What killed pensions

Many employers claim that global competition and a volatile economy have forced to abandon pensions in favor of 401(k) plans, shifting the risk and most of the expense to employees. But Ellen Schultz, a former investigative reporter for the Wall Street Journal, says in her new book, “Retirement Heist: How Companies Plunder and Profit From the Nest Eggs of American Workers” (Portfolio, $26.95), that “companies have been largely responsible for the retirement crisis — and it was not an accident.” In her book, Schultz details how corporate pensions went from holding $250 billion in excess funds in the late 1990s to being collectively underfunded today. Surplus pension assets are supposed to remain in the plans to provide a cushion for the inevitable times when investment returns are weak and interest rates fall — like today. But years ago, employers persuaded Congress to relax the rules and let them use their overfunded pension plans to help cover other benefits, such as retiree health plans and early-retirement buyouts.

Although that might have sounded like a good idea at the time, it essentially allowed companies such as Verizon and General Motors to use pension assets to finance corporate downsizings. Others, such as IBM, moved hundreds of millions of dollars of executive pension liabilities into their rank-and-file pension plans without earmarking additional funds to pay for them. As a result, pension funds were severely depleted. Dramatic stock market losses did the rest.

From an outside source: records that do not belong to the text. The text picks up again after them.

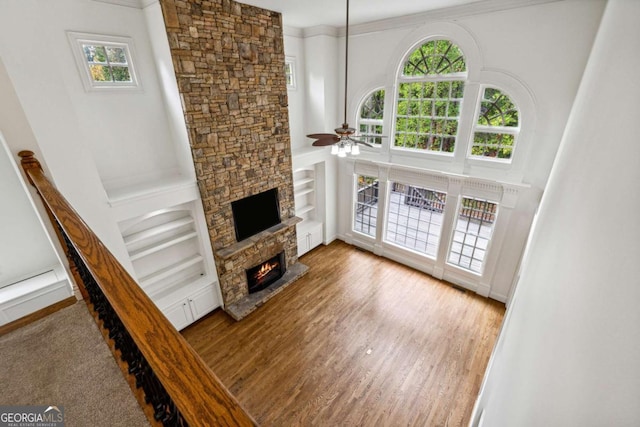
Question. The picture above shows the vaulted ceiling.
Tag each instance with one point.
(310, 13)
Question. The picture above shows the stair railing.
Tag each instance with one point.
(178, 386)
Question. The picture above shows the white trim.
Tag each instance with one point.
(291, 61)
(137, 4)
(76, 41)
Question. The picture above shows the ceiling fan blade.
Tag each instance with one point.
(323, 141)
(361, 142)
(368, 135)
(324, 135)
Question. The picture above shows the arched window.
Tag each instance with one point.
(497, 126)
(370, 117)
(430, 91)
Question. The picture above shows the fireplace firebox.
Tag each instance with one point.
(264, 274)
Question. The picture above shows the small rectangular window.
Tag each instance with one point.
(104, 61)
(414, 220)
(366, 205)
(289, 72)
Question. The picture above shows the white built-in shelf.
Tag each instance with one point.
(167, 243)
(304, 191)
(170, 270)
(119, 193)
(304, 209)
(302, 181)
(157, 230)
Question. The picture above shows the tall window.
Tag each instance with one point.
(430, 92)
(366, 208)
(414, 220)
(474, 228)
(370, 117)
(497, 126)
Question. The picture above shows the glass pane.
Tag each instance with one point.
(415, 218)
(497, 109)
(498, 145)
(366, 205)
(420, 119)
(95, 53)
(435, 57)
(373, 106)
(100, 73)
(473, 231)
(116, 55)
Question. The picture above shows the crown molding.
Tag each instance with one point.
(136, 4)
(448, 13)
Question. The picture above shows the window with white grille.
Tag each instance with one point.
(497, 126)
(366, 205)
(472, 234)
(105, 62)
(430, 92)
(370, 118)
(414, 218)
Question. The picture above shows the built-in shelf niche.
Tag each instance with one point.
(306, 188)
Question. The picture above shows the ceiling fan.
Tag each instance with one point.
(342, 141)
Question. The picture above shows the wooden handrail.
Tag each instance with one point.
(199, 396)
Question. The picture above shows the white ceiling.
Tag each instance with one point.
(310, 13)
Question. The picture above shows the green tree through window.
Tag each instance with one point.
(430, 95)
(107, 63)
(370, 118)
(497, 126)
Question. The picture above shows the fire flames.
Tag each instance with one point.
(265, 269)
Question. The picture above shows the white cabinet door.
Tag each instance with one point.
(315, 236)
(179, 314)
(203, 301)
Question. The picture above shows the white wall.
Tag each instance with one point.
(544, 47)
(91, 144)
(126, 132)
(569, 351)
(537, 53)
(25, 249)
(294, 49)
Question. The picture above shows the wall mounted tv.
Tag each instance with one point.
(256, 213)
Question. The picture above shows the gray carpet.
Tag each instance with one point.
(63, 360)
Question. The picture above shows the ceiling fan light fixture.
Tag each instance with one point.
(342, 141)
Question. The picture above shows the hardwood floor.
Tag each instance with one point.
(359, 341)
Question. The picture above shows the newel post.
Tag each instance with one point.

Separately, accounting-rules changes required companies to disclose future pension and retiree-health-plan obligations on their balance sheets. On the surface, the changes seemed a step toward greater transparency. But the new rules had a perverse effect: Cutting future retiree benefits improved a company’s bottom line, which in turn increased executive pay tied to corporate earnings. “By giving companies an incentive to reduce liability on the books, the accounting rules turned retiree benefits into a cookie jar of potential earnings,” Schultz writes. Not all employers that offered pension plans engaged in these practices, but those identified in Schultz’s expose read like a who’s who of corporate America.

Although traditional pension plans are on the wane, some 42 million Americans are still covered by a pension. If you’re among them, make sure you know the rules. Find out how long it takes to become vested — meaning you qualify for future benefits — and at what age you can collect. And if you are offered the choice of taking your payout as a lump sum or as a monthly payout for life, hire a financial planner or an independent actuary to verify that the lump-sum offer truly reflects the benefits you have earned. It’s your money. Protect it.